When betting ante-post on the Triumph Hurdle there is always the fear of a smart horse lurking in the wings, ready to be unleashed in the Adonis Hurdle like Soldatino and Zarkandar were in recent years. There could, however, be some value in siding with Royal Irish Hussar who produced a useful level of form earlier in the season and appears to have been forgotten about to an extent following one poor effort. Royal Irish Hussar leapt to the head of the ante-post market after producing an authoritative display here - albeit on the Old Course - at the Open meeting, beating subsequent Grade 2 winner Guitar Pete by a comfortable three and three quarter lengths.

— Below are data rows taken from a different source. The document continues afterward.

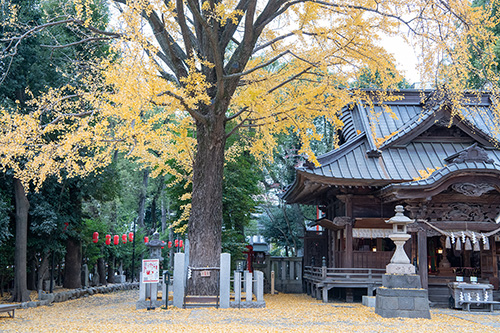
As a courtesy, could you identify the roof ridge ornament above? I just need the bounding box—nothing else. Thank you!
[422,84,456,110]
[451,142,493,163]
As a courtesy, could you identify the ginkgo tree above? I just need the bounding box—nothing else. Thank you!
[0,0,498,294]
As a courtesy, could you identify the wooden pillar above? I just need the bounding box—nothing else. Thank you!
[490,236,498,279]
[410,232,418,265]
[344,223,353,268]
[330,230,338,268]
[417,230,429,289]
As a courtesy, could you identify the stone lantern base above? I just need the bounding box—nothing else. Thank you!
[375,274,431,319]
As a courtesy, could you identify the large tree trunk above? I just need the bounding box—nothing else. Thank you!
[188,112,226,295]
[137,169,149,228]
[12,178,30,302]
[63,237,82,289]
[37,252,50,290]
[26,255,37,290]
[107,257,115,283]
[97,258,108,286]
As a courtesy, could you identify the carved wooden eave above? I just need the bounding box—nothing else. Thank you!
[407,221,500,237]
[313,216,353,230]
[380,144,500,202]
[381,171,500,203]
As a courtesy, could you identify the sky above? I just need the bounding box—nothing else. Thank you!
[382,36,420,83]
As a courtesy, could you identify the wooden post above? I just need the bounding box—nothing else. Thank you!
[331,230,338,268]
[417,230,429,289]
[271,270,274,295]
[344,223,353,268]
[492,236,498,279]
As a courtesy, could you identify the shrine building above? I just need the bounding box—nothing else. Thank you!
[283,90,500,306]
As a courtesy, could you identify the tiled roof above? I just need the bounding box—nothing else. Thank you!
[284,91,500,201]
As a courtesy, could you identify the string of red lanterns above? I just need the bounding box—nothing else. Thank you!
[92,231,184,249]
[92,231,134,245]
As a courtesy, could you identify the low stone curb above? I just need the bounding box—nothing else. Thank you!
[19,282,139,309]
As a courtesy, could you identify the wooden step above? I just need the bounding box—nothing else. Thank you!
[184,295,219,308]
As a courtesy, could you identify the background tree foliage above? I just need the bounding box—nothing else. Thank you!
[0,0,498,293]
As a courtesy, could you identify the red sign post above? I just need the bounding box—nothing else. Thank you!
[142,259,160,283]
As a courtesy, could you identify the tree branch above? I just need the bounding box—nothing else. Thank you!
[156,90,208,125]
[224,50,291,79]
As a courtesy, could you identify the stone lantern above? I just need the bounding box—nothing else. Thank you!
[375,206,431,319]
[386,206,415,274]
[146,231,164,262]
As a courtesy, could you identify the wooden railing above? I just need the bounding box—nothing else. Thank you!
[304,266,385,283]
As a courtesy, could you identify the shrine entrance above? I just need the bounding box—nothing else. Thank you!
[427,236,482,279]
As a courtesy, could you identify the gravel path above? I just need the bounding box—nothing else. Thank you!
[0,290,500,333]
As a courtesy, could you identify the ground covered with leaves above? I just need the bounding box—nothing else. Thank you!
[0,290,500,332]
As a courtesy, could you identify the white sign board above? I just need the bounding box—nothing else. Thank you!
[142,259,160,283]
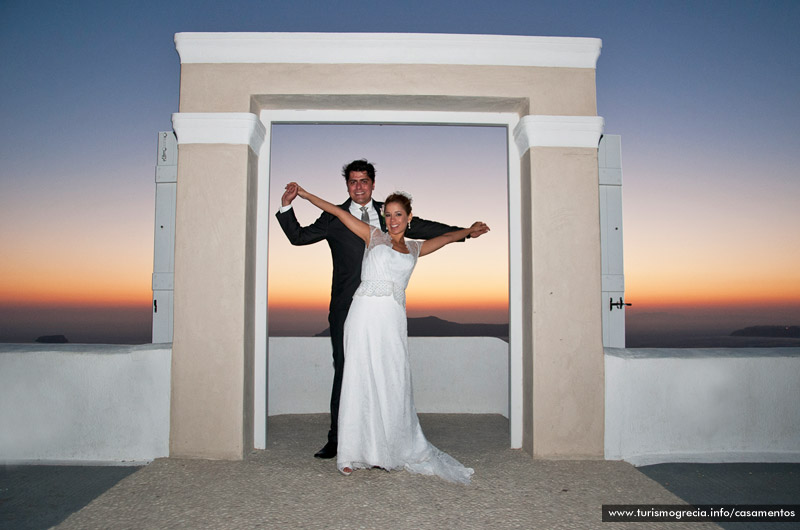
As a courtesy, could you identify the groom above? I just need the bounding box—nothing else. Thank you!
[276,160,480,458]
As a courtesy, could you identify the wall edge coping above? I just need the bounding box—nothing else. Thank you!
[175,32,602,69]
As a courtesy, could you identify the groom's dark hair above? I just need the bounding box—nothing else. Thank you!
[342,158,375,183]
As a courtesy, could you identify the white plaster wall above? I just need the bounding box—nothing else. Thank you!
[0,344,172,464]
[605,348,800,465]
[267,337,508,414]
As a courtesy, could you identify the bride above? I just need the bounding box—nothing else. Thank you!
[286,182,489,484]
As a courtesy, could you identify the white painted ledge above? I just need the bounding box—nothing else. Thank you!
[175,33,602,69]
[605,348,800,466]
[172,112,267,153]
[514,116,604,151]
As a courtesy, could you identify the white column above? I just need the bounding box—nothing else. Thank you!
[597,135,625,348]
[172,112,269,449]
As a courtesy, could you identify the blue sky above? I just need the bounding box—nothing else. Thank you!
[0,0,800,338]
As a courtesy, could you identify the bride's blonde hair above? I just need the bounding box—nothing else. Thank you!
[383,191,411,215]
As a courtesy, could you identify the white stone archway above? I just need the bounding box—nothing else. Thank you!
[170,34,603,458]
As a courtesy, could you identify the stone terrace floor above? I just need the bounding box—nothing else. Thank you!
[0,414,800,530]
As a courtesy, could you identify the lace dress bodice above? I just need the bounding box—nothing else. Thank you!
[355,228,421,308]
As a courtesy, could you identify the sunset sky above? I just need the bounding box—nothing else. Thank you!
[0,0,800,342]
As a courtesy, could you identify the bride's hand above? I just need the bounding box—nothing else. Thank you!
[286,182,308,199]
[469,221,489,239]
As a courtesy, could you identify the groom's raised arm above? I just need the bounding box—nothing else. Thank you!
[275,208,335,245]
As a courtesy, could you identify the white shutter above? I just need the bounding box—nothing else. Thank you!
[153,131,178,343]
[597,134,625,348]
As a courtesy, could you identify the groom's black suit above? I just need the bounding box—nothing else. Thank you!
[276,199,460,443]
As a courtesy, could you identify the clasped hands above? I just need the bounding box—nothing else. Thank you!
[281,182,306,206]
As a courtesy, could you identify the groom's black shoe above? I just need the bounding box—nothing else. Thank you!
[314,442,338,458]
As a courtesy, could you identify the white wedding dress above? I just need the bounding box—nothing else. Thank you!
[337,228,473,484]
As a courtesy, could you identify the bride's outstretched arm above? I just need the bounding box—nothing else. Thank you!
[286,182,371,244]
[419,221,489,256]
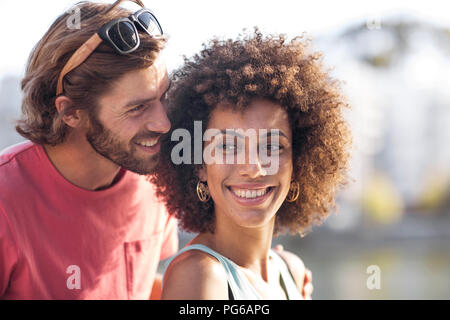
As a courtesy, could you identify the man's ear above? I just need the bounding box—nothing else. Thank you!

Royal Irish Hussar was strongly challenged on the run to the last, but he found plenty for pressure, always looking in control. He produced a laboured effort at Doncaster, beaten a long way at odds on, but that was his third run in quick succession and he is worth forgiving bearing in mind the positive qualities that he had shown at Cheltenham. A strongly-run contest with the emphasis on stamina looks bound to suit Royal Irish Hussar and he should be backed at , particularly as any concerns on the jumping front (not always fluent) are allayed by the scarcity of obstacles in the final half-mile.
It is worth mentioning Calipto as he created a favourable impression when winning a strongly-contested juvenile at Newbury in November. Paul Nicholls' four-year-old travelled powerfully and barely had to come off the bridle to get the better of Activial and Chocala, who were representing the top yards of Harry Fry and Alan King respectively. None of the first trio have run since, though the fourth home, Dawalan, has won twice, while sixth-placed Baradari was an emphatic winner on his only subsequent start. Calipto displayed signs of greenness in the preliminaries at Newbury and is entitled to progress from the run, though it is worth noting that the second and third pressed on a fair way out and possibly set things up for the more patiently-ridden Calipto. He is clearly a horse of some potential, but, described as a rather unfurnished type, he may find the experience of a big-field Triumph coming slightly too soon in his career and can be left alone at [11.5].
To conclude, this looks like a wide-open renewal of the Triumph Hurdle but, with the emphasis likely to be firmly on stamina, Le Rocher and Royal Irish Hussar are both horses that have solid claims on form and should be well suited by the stiff test. They look like the value propositions in a tricky race to assess.